Block that quote!
In today's LAT, Leah Ollman uses an art critic's oldest stand-by, Henri Matisse's quote about the allegedly soothing nature of his work:
If, as Matisse famously suggested, his art aspired to the condition of a good armchair, visually soothing and emotionally transcendent, photographer Candida Hofer's compares to those handsome and severe Rietveld chairs, all straight lines and smooth planes -- a gift to the eye, hell on the rest of the body.
The misapplication of that quote by writers has been long-discussed by Matisse biographers. From Notes of a Painter (1908), Here's the full quote:
What I dream of, is an art of balance, of purity and serenity, devoid of troubling or depressing subject matter, an art that could be for every mental worker, for the businessman as well as the man of letters, for example, a soothing, calming influence on the mind, something like a good armchair that provides relaxation from fatigue.
That paragraph is often divorced from the paragraph Matisse wrote just before it, a paragraph that changes its meaning (Ollman ignores it):
A work of art must carry within itself its complete significance and impose that upon the beholder even before he recognizes the subject matter. When I see the Giotto frescoes at Padua [Ed: Matisse had just seen them, on a 1907 trip to Italy with Leo Stein] I do not trouble myself to recognize which secene of the life of Christ I have before me, but I immediately understand the feeling that emerges from it, for it is in the lines, the composition, the color. The title will only serve to confirm my impression.
That's only part of the context. Matisse wrote those paragraphs in 1908, after his work had been attacked at Salons and by anyone in Paris who cared about art. Matisse had become something of a well-known name in Paris -- but principally as an object of derision.
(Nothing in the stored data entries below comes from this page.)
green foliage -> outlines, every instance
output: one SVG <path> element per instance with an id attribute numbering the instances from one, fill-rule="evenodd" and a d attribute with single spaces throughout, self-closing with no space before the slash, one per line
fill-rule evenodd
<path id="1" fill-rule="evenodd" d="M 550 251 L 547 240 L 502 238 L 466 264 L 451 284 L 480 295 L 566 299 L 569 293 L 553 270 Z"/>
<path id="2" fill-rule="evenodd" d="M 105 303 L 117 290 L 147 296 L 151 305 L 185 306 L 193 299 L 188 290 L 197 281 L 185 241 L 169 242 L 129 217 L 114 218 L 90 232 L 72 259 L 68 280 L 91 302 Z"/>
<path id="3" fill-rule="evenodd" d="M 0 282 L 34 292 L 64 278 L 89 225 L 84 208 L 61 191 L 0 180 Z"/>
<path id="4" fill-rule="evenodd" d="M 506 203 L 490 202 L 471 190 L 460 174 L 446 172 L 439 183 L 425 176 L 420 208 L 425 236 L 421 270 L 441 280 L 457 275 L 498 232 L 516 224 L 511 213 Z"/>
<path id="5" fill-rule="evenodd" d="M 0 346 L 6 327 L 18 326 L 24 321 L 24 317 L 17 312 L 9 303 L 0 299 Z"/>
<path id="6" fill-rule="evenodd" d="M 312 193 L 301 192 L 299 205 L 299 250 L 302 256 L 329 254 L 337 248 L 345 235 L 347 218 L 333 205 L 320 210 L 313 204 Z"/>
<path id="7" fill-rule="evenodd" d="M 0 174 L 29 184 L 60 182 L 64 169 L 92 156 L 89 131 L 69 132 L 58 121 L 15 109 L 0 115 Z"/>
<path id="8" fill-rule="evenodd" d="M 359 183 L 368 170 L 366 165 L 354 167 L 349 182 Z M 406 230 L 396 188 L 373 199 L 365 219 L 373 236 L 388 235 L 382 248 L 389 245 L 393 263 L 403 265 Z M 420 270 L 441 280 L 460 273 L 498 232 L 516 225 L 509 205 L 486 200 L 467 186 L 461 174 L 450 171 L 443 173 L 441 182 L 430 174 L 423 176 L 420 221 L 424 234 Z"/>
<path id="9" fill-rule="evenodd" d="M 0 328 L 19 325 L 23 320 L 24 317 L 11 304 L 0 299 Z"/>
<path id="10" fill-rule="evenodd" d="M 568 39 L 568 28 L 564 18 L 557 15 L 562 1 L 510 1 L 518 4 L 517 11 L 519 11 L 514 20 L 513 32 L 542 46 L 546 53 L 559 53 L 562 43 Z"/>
Around Paris' artsier neighborhoods, rivals defaced government health posters to read "Matisse is more dangerous than alcohol!" or "Matisse has done more harm than war!"
Matisse was tired of the ridicule.
Finally, in late 1907 and in 1908, Matisse began to have some commercial success. A small number of collectors -- fewer than half a dozen -- began to support his wildest visions. Sergei Shchukin, a Russian textile magnate, was one of Matisse's strongest supporters. But even he wavered as the Russian elite ruthlessly made fun of him for owning and hanging Matisse paintings.
About the time Matisse wrote Notes of a Painter, a Fr20,000 commission for Shchukin was hanging by a thread. Matisse wanted to paint dancing nudes. Shchukin initially blanched at the ridicule to which that would expose him, and wrote Matisse to kill the idea. Again, Matisse's vision was attacked -- and this time so was his pocketbook. Shchukin quickly realized he'd goofed and commissioned Dance after all. Still, it was almost certainly with Shchukin (and other collectors) in mind that Matisse tried to soothe their fears. My paintings aren't that radical, he was saying in Notes.
And lest we think that Matisse was a big ol' luxurious, decorative softie, he also said this:
I reckon I've made progress when I recognise more and more clearly in my work a detachment from the support offered by the model (the presence of the model, who is there not so much to provide possible information about her physical constitution as to keep me in a state of emotion, a sort of flirtation which ends by turning into a rape. Whose rape? A rape of myself, of a certain tenderness or weakening in face of a sympathetic object).